What does "Appendectomy" means exactly?

According to wikipedia: An appendectomy (sometimes called appendisectomy or appendicectomy) is the surgical removal of the vermiform appendix. This procedure is normally performed as an emergency procedure, when the patient is suffering from acute appendicitis. In the absence of surgical facilities, intravenous antibiotics are used to delay or avoid the onset of sepsis; it is now recognized that many cases will resolve when treated perioperatively. In some cases the appendicitis resolves completely; more often, an inflammatory mass forms around the appendix, causing transruptural flotation. This is a relative contraindication to surgery.

My son went through this last Friday around 4:30 pm May 25,2012. That morning he told me he didn't get any sleep at all. I asked why and he said his tummy was aching, at the lower right. I got worried. So I asked him to take a bath and I went to do my laundry while checking on him if his condition would be better once in a while. My son seldom complain about aches and pain so yes it was a big deal for me. I remembered I uttered a little prayer saying Please God whatever he was feeling give him the strength to overcome the pain.

It was 11 am when I decided to bring him to the clinic and have him checked . There,the doctor said I should bring him to the hospital . So I did.

It was a very long trip. He was pale and I kept praying. I was scared to death. I wished that his suffering would go away or be transferred to me instead. Was I over reacting? But he is the most precious to me. My only child and he just turned 15. He gave me nothing but happiness everyday in his own way. He is the sweetest thing on earth. All life's disappointment disappears when he hug and light up to me. No matter how mad I was at his faults it was nothing compared to the joy being with him. I love him beyond his imperfection,beyond weaknesses he showed. So am I over reacting?

Arrived at the hospital I went looking for my uncle who is a surgeon there. I was very thankful that a family were close by ... And I felt secured for I know They will lend me a hand. I told him what the problem was and After hearing my explanation he said he will have to double check and do some test... Urine and Blood . That confirmed everything.

I was interviewed by the nurse and we were advised that they will have to schedule his operation that same day. He was admitted and I felt that K got scared at the thought. But I reassured him that he will be fine.

I was not prepared when I went there .. I didn't bring any personal stuff that we'll be using while we were staying at the hospital . Good thing my cousin Anne let me borrow her fan and pillows and blanket. Personal stuff were brought by R shortly.

The operation went fine. He was convulsing, chilling and hallucinating when he went out of the Operating Room. He spoke and asked if it (operation) is done.

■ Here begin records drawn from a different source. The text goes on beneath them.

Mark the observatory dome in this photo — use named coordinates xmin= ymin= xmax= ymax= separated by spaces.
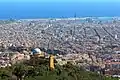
xmin=32 ymin=48 xmax=41 ymax=55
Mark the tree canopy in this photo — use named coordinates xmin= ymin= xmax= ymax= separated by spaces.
xmin=0 ymin=58 xmax=118 ymax=80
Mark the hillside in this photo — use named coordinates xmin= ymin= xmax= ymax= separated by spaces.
xmin=0 ymin=58 xmax=117 ymax=80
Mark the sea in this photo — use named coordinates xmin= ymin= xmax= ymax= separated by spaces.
xmin=0 ymin=2 xmax=120 ymax=19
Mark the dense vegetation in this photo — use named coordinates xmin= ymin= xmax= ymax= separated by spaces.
xmin=0 ymin=58 xmax=118 ymax=80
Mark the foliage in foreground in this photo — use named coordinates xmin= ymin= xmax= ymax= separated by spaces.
xmin=0 ymin=58 xmax=118 ymax=80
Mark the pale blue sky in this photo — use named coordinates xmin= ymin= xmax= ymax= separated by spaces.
xmin=0 ymin=0 xmax=120 ymax=2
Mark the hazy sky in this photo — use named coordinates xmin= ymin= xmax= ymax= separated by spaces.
xmin=0 ymin=0 xmax=120 ymax=2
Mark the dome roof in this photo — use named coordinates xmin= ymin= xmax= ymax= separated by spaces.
xmin=32 ymin=48 xmax=41 ymax=54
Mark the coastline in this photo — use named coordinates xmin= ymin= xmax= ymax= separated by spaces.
xmin=0 ymin=16 xmax=119 ymax=21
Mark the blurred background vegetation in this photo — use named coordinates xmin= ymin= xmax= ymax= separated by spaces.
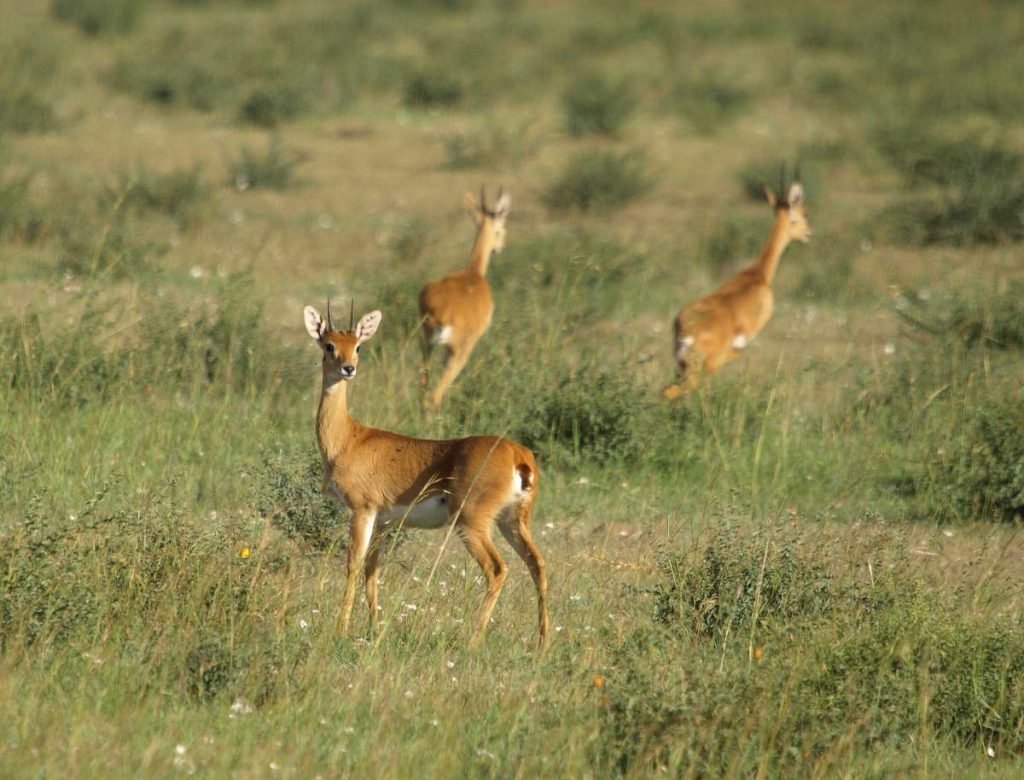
xmin=1 ymin=0 xmax=1023 ymax=776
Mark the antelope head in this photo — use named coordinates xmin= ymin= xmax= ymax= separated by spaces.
xmin=762 ymin=168 xmax=812 ymax=244
xmin=464 ymin=186 xmax=512 ymax=253
xmin=304 ymin=301 xmax=381 ymax=384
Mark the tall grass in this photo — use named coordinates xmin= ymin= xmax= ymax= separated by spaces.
xmin=3 ymin=0 xmax=1024 ymax=777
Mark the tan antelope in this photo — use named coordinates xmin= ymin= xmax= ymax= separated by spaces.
xmin=664 ymin=178 xmax=812 ymax=398
xmin=303 ymin=302 xmax=548 ymax=645
xmin=419 ymin=187 xmax=511 ymax=409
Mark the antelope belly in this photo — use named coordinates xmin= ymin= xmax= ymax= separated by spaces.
xmin=383 ymin=495 xmax=450 ymax=529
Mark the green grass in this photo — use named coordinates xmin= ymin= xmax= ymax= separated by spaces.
xmin=2 ymin=0 xmax=1024 ymax=776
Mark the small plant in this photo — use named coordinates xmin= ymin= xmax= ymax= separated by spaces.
xmin=0 ymin=170 xmax=47 ymax=242
xmin=251 ymin=448 xmax=342 ymax=551
xmin=0 ymin=91 xmax=58 ymax=134
xmin=895 ymin=282 xmax=1024 ymax=352
xmin=513 ymin=367 xmax=658 ymax=467
xmin=700 ymin=217 xmax=764 ymax=274
xmin=56 ymin=212 xmax=164 ymax=280
xmin=563 ymin=73 xmax=635 ymax=137
xmin=879 ymin=134 xmax=1024 ymax=246
xmin=238 ymin=84 xmax=306 ymax=128
xmin=441 ymin=123 xmax=540 ymax=171
xmin=403 ymin=71 xmax=463 ymax=109
xmin=936 ymin=391 xmax=1024 ymax=522
xmin=51 ymin=0 xmax=144 ymax=36
xmin=544 ymin=150 xmax=650 ymax=213
xmin=109 ymin=164 xmax=210 ymax=227
xmin=671 ymin=79 xmax=749 ymax=135
xmin=227 ymin=137 xmax=303 ymax=191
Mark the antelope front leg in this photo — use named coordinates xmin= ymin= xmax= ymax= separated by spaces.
xmin=363 ymin=536 xmax=383 ymax=635
xmin=338 ymin=510 xmax=377 ymax=635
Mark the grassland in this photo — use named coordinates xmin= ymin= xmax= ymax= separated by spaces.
xmin=2 ymin=0 xmax=1024 ymax=776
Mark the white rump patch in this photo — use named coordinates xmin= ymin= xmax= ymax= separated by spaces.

I said yes and assured him that he will be fine. He was naked and two interns began clothing him.

They brought him to the Surgery Ward still unconscious and there he was chilling and showing different emotions. He cried and got mad, i thought something was wrong with him so I asked if that was normal. The nurse said yes. Oh, That was a relief!

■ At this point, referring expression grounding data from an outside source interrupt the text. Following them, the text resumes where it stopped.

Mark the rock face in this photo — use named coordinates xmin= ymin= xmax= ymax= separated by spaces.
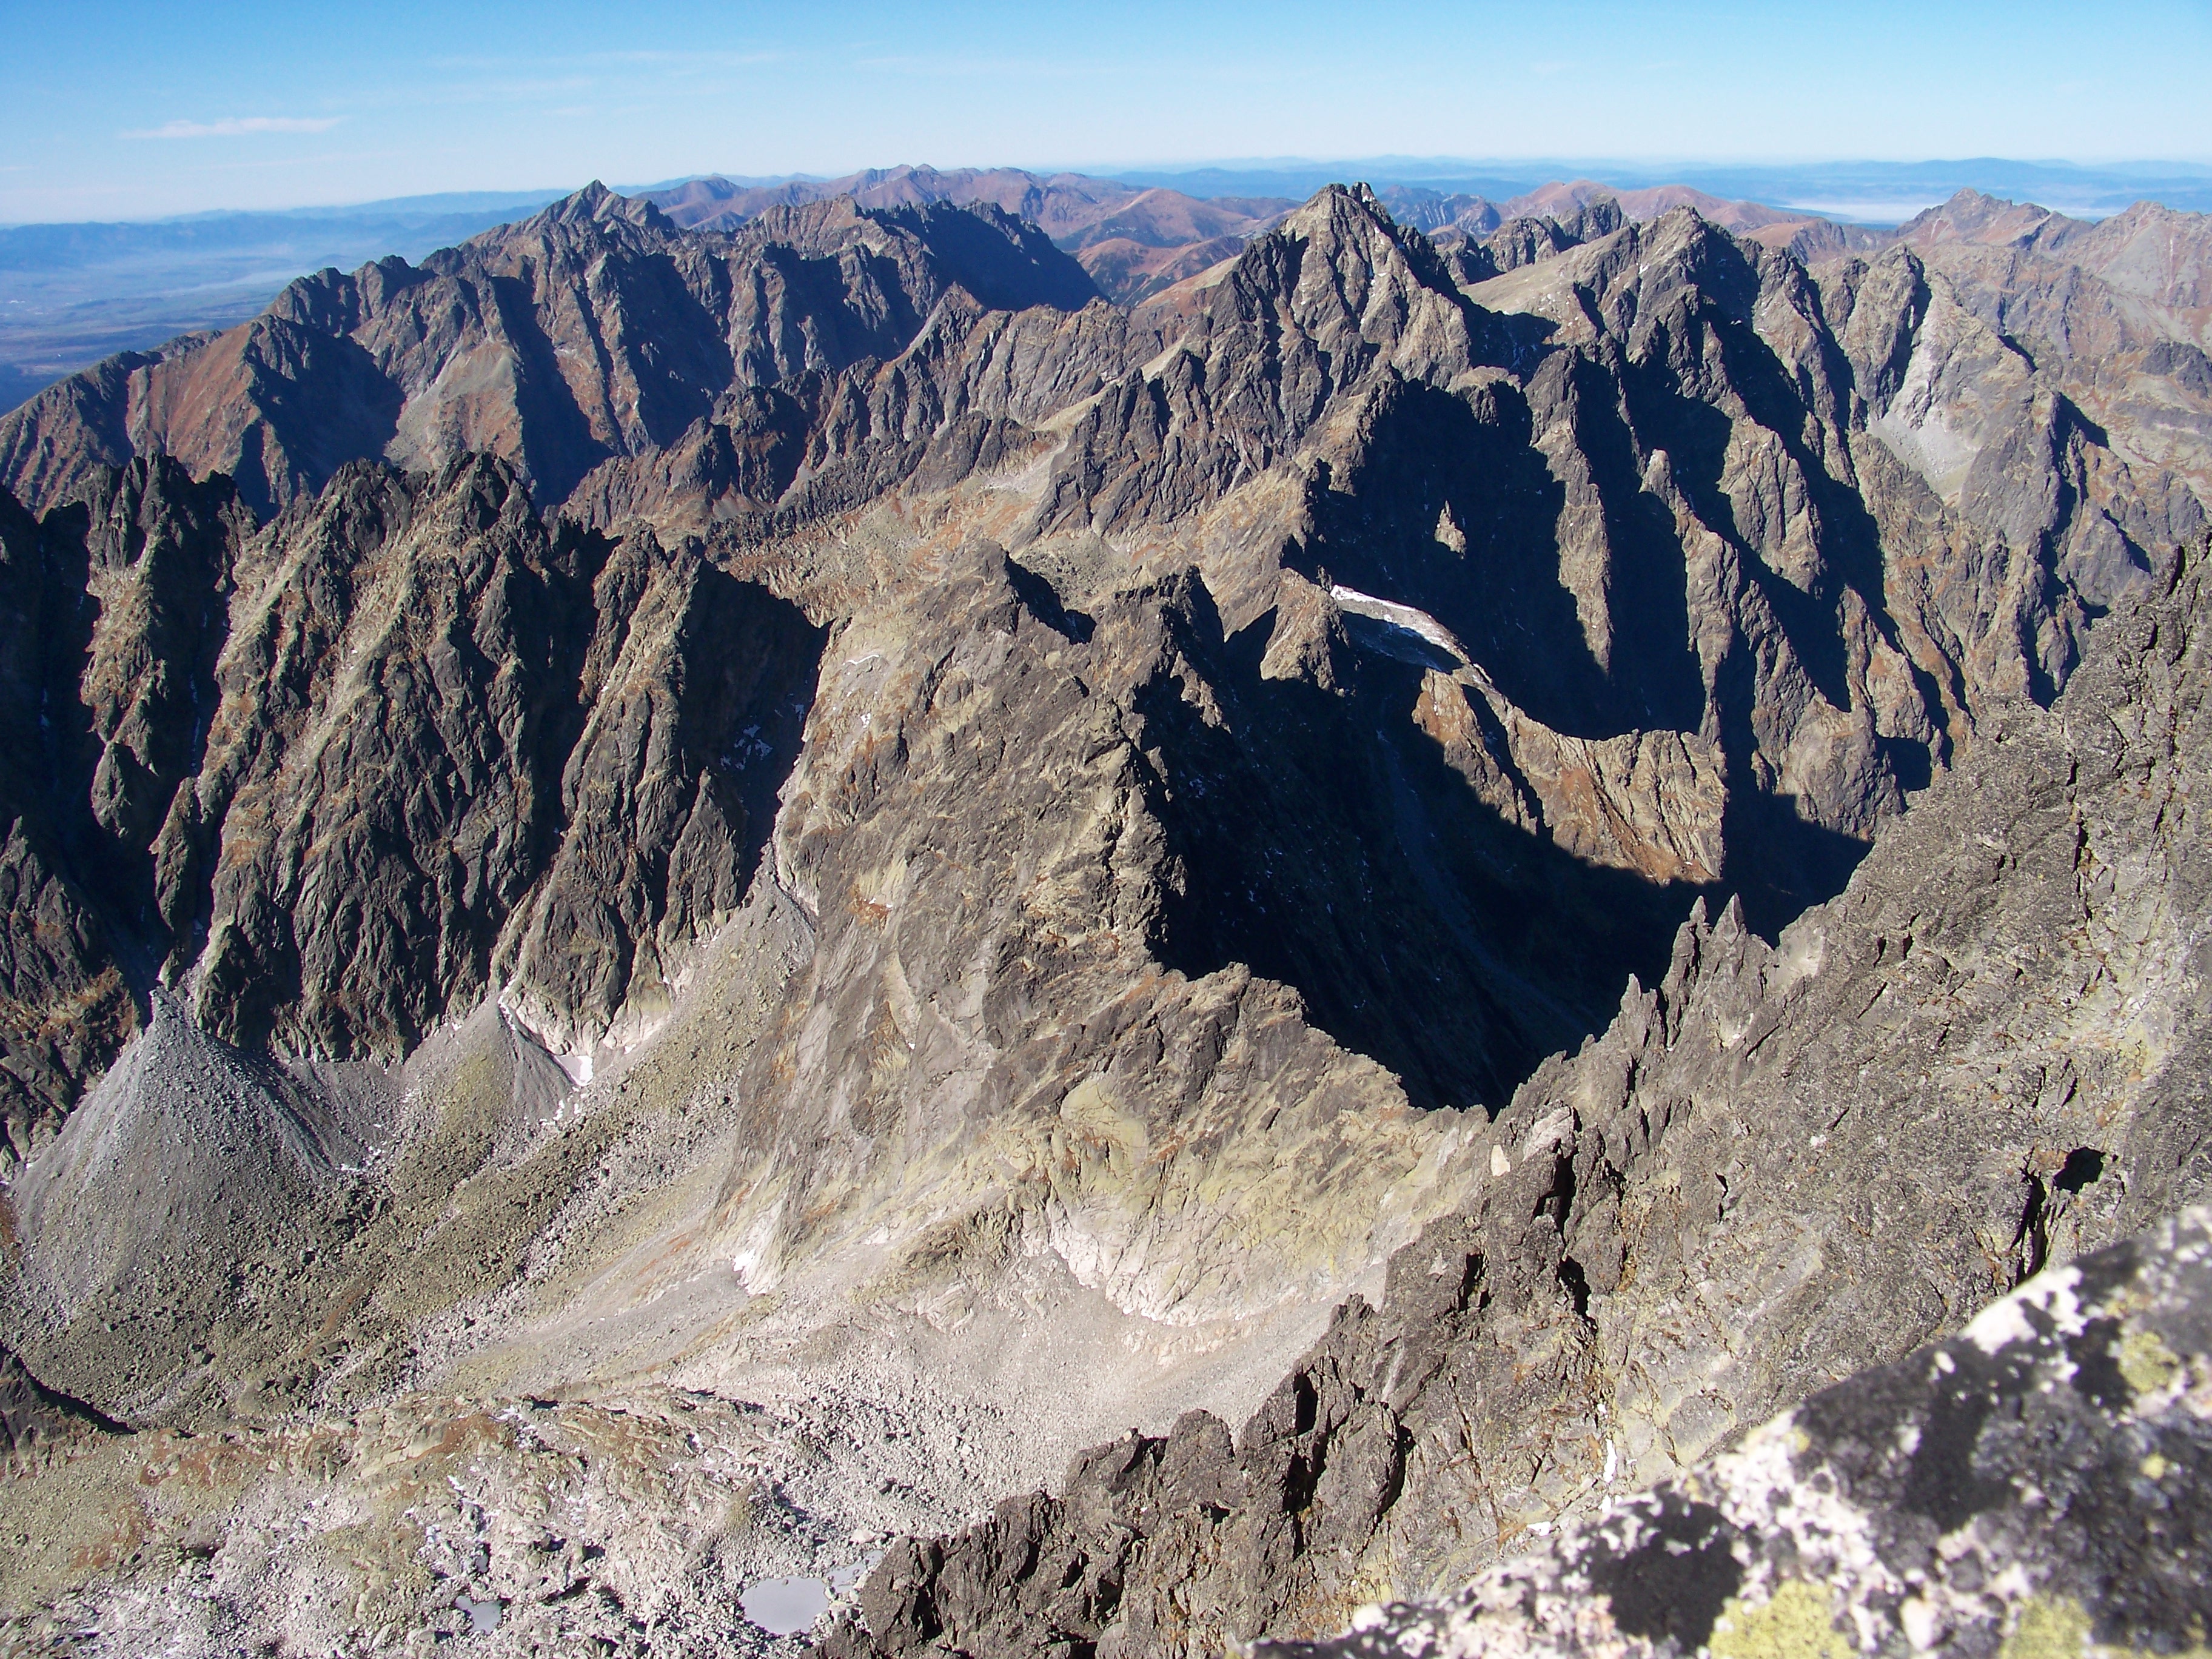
xmin=178 ymin=455 xmax=817 ymax=1062
xmin=0 ymin=179 xmax=2207 ymax=1654
xmin=1260 ymin=1205 xmax=2212 ymax=1659
xmin=0 ymin=483 xmax=140 ymax=1167
xmin=0 ymin=186 xmax=1102 ymax=520
xmin=813 ymin=538 xmax=2212 ymax=1656
xmin=639 ymin=164 xmax=1296 ymax=304
xmin=0 ymin=448 xmax=820 ymax=1176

I watched him for 3 nights and two days with less sleep on my part. K wasn't permitted to eat or drink anything for 24 hours. He begged for it. That was one of the hardest experience for a Mom like me. Seeing your son hungry and thirsty. One instance that I had to overcome for his own good. He got dextrose anyway.

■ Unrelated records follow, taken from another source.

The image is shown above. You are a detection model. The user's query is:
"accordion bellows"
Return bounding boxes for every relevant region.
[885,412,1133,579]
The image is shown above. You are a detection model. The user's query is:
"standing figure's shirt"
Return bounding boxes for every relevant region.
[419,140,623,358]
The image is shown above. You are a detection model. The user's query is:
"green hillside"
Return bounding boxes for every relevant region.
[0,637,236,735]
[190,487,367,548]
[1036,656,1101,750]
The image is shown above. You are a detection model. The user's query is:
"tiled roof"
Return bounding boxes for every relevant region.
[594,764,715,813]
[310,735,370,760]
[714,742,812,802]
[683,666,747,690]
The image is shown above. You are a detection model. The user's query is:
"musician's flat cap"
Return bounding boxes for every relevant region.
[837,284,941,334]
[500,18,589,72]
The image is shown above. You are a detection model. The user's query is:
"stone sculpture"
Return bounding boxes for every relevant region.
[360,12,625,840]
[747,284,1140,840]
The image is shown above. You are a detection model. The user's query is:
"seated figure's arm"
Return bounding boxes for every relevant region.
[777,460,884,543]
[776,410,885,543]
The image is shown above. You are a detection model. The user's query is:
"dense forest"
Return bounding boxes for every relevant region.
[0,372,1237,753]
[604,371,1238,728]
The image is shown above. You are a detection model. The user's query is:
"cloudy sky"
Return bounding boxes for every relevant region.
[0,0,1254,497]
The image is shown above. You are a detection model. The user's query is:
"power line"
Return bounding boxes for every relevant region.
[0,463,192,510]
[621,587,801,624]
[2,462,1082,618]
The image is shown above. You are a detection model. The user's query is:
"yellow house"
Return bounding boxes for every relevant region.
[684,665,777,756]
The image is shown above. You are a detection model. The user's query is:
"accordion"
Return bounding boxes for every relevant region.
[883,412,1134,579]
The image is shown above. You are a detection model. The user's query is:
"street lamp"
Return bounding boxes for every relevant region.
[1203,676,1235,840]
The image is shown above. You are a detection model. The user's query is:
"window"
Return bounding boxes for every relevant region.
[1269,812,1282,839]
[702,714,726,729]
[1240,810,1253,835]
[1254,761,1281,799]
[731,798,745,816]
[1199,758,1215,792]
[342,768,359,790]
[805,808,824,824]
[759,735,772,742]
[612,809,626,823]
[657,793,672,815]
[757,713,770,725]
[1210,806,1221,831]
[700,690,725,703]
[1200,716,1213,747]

I took some photos as well as videos to document this particular event. Some people find this weird but as a blogger and a Mom my experience could be useful to somebody else. We all learn something from unfortunate events. We learn from experience. I know that my son learned his lesson the hard way.

Then were allowed to go home Sunday afternoon. Right now K's condition is getting better. He was recovering so fast. Especially now that he's back home. Thank God for seeing us through this ordeal. I thank Him for not taking my son away. I am grateful to all my "earth Angels"... Yes for me they are. For the prayers, love and financial assistance be it in the hospital, at cyberspace, or at home... My family and friends.... I got my strength from you. Most especially to my son.